The weekends have bled into the weekdays. Today is a Saturday, but I think of Mondays, and the long patient queues in the clinic, my harried colleagues shouting "Labas po muna ang hindi pa tinatawag!" to the crowd of patients and relatives who barge into the private cubicles at Room 107 to make sure that their oncologists will, in fact, see them, because the family had moved mountains to rent the barangay ambulance so their fathers and mothers and children and friends can find medical help after harboring their tumors for so many years because they had no money.
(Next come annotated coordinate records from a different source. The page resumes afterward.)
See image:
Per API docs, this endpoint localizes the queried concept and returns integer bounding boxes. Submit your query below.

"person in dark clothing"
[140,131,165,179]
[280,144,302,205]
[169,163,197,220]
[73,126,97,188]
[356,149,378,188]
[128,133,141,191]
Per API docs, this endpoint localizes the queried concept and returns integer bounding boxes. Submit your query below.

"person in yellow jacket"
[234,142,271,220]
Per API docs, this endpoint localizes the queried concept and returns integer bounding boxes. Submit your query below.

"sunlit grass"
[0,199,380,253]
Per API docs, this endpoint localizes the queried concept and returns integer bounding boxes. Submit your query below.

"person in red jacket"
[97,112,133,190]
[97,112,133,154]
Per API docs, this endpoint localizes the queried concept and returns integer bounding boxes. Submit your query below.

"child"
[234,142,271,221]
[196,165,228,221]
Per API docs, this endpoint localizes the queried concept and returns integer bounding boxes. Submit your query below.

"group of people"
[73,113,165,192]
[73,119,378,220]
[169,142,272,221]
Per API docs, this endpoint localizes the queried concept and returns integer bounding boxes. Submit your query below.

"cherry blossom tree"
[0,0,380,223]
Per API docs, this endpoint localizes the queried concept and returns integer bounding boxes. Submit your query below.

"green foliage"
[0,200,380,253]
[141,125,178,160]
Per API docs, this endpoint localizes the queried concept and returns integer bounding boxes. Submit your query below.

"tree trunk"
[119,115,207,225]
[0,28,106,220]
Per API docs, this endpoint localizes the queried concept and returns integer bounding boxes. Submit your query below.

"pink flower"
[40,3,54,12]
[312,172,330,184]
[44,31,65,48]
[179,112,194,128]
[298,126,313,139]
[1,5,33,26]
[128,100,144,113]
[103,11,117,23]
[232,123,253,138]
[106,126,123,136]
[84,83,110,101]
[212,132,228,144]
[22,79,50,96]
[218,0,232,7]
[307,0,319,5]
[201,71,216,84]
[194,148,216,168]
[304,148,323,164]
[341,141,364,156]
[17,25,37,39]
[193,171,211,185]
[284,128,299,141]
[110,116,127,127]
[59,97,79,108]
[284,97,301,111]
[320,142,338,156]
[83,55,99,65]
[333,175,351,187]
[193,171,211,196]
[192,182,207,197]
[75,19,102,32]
We see the patients one by one. We listen to their stories as we figure out what is wrong. Sometimes, when the prognosis is poor, the reassurance we give them is the truth: that no matter what happens, we will do our best to care for them. In the course of the day we receive tokens of gratitude from people who barely had the money to get here. I remember the poor widow from Mark 12:41-44 who gave everything she had for the Lord. To be at the receiving end of our patient's sacrificial gratitude has been one of the greatest joys of subspecialty training. Today I remember my patient EM, who has metastatic breast cancer. She gave me this malong as a parting gift. I promised her I would use it. Last week, it was my blanket. Our patients think we have comforted them, but it goes both ways. I miss EM and my patients, and I hope they're still alive and well, that the Lord would keep them and their families safe, that they will be healed.


  1. Praying with you. I'm glad you can still see your cancer patients. I hope they'll soon have an easier way of getting to see you without endangering themselves or others.